Gestratificeerd volgens diagnostische categorie, bleek de afname van de maandelijkse ALSFRS-R-score het snelst bij de groep Feitelijke ALS (gemiddelde, -1,01 punten), gevolgd door Waarschijnlijke ALS (gemiddelde, -0.85 punten), Waarschijnlijke door een laboratorium ondersteunde ALS (gemiddelde, -0.86 punten), Mogelijke ALS (gemiddelde, -0,72 punten), Gold Coast ALS (gemiddelde, -0,48 punten), en niet-Gold Coast ALS (gemiddelde, -0,39 punten).
De diagnostische categorie hield sterk verband met de overlevingsduur (P <,001). De overlevingsduur na de diagnose was het kortst voor Feitelijke ALS (mediaan, 12,8 mo), gevolgd door Waarschijnlijke ALS (mediaan, 17,5 mo), Waarschijnlijke door een laboratorium ondersteunde ALS (mediaan, 19,4 mo), Mogelijke ALS (mediaan, 22,8 mo), Gold Coast ALS (mediaan, 34,7 mo), en niet-Gold Coast ALS (mediaan, 69,6 mo).

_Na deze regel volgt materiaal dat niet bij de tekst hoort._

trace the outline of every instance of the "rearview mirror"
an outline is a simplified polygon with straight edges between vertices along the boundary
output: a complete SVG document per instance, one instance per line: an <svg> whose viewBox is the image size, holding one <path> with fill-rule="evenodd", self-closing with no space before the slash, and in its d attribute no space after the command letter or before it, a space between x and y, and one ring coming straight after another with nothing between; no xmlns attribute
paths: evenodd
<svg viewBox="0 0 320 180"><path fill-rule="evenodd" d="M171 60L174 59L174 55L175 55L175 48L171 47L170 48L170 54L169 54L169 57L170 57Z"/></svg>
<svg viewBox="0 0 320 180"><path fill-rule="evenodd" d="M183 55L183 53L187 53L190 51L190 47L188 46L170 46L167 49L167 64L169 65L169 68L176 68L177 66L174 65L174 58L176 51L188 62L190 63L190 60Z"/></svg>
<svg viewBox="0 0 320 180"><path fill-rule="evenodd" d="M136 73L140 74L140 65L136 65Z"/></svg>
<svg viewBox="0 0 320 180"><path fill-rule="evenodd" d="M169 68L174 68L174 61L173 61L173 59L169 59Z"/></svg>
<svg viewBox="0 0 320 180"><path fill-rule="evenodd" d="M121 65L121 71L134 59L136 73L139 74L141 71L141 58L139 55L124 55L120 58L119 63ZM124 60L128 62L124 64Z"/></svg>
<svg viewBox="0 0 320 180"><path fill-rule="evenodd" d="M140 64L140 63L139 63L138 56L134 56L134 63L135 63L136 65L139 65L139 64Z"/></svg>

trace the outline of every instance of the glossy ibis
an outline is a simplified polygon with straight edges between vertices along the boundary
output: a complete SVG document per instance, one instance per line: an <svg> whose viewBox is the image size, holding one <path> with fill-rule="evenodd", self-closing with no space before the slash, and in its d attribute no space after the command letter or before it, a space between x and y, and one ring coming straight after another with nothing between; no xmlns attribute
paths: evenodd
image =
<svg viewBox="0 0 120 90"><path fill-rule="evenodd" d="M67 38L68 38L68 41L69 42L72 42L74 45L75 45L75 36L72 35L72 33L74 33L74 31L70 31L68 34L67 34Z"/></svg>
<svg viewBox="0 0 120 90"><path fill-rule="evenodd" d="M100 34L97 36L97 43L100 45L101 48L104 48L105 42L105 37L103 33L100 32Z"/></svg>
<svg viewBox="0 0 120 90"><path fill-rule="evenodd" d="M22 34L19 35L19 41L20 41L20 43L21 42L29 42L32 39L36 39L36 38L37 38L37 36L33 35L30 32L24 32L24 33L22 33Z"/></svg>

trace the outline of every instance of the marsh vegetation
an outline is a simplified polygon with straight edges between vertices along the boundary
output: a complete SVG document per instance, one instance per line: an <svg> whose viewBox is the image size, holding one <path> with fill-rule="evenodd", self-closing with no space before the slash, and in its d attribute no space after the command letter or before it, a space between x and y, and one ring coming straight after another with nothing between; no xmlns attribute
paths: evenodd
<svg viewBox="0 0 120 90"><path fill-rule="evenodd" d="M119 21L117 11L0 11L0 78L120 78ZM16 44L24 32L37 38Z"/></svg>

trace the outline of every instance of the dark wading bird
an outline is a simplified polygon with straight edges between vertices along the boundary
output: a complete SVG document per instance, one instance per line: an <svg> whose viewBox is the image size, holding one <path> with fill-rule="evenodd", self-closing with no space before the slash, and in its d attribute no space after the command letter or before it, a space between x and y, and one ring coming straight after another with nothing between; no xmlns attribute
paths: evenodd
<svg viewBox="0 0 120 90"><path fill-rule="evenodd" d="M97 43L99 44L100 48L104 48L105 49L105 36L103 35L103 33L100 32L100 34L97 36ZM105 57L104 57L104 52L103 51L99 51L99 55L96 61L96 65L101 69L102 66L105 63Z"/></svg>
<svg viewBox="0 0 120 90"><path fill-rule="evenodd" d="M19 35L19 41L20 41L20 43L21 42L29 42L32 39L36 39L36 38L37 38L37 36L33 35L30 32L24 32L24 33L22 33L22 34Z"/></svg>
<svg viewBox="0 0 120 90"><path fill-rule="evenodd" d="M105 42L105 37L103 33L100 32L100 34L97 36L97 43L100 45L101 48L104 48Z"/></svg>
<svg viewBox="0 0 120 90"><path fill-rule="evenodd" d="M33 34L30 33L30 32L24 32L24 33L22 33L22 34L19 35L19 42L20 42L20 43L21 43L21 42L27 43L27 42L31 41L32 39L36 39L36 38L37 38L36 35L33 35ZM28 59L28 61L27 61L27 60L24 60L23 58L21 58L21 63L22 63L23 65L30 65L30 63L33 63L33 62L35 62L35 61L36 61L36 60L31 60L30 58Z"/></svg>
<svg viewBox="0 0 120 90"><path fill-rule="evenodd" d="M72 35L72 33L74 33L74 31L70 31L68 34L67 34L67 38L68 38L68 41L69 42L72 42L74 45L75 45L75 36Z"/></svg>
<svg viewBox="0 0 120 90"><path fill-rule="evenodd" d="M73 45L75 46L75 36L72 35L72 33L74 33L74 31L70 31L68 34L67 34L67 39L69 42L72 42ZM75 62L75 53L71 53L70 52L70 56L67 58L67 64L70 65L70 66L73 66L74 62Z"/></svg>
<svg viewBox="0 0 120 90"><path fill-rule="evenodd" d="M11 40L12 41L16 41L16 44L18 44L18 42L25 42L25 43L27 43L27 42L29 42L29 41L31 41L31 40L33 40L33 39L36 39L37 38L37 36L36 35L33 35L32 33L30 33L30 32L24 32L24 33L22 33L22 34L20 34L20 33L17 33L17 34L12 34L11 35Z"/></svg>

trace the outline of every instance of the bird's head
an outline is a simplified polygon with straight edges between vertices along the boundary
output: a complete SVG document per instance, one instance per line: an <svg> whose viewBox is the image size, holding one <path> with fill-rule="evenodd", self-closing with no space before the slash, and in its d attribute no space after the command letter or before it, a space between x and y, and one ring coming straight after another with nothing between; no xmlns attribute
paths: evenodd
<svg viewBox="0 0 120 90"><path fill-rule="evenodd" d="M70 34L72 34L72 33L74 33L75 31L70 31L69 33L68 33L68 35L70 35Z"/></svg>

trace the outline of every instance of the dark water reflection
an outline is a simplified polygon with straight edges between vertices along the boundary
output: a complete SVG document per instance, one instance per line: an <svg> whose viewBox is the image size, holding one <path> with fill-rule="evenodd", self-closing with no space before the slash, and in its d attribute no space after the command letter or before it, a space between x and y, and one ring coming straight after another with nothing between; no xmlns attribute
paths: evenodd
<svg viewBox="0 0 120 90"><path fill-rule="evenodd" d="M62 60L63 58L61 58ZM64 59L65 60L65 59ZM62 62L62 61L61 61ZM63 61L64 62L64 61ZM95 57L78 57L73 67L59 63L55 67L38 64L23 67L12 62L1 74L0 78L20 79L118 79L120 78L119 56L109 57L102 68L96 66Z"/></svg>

Binnen elke diagnostische categorie was er sprake van aanzienlijke variabiliteit tussen de patiënten onderling wat betreft de standaard afwijkingen op de ALSFRS-R (reikwijdte, 0,32-0,48), geforceerde vitale capaciteit (reikwijdte, 1,1-1,6), en het risico volgens het European Network for the Cure of ALS (reikwijdte, 1,4-2,3). Deze reikwijdtes bleken grotendeels te overlappen, wat wijst op een gebrek aan homogeniteit in de groepen.
De studie wordt wellicht beperkt door het complexe proces dat gepaard gaat met de toepassing van de rEEC en het feit dat de GCC retrospectief werd toegepast.
Deze gegevens wijzen erop dat het toepassen van de GCC ertoe leidde dat meer patiënten konden worden gerekruteerd voor een onderzoek en dat de progressie- en overlevingstrends aanzienlijk verschilden tussen de groepen onderling. Het is echter wel zo dat “gezien de grote variabiliteit per diagnostische categorie, de selectie van uitsluitend specifieke categorieën voor studie wellicht niet resulteert in een heterogenere studiepopulatie”, zo besluiten de onderzoekers.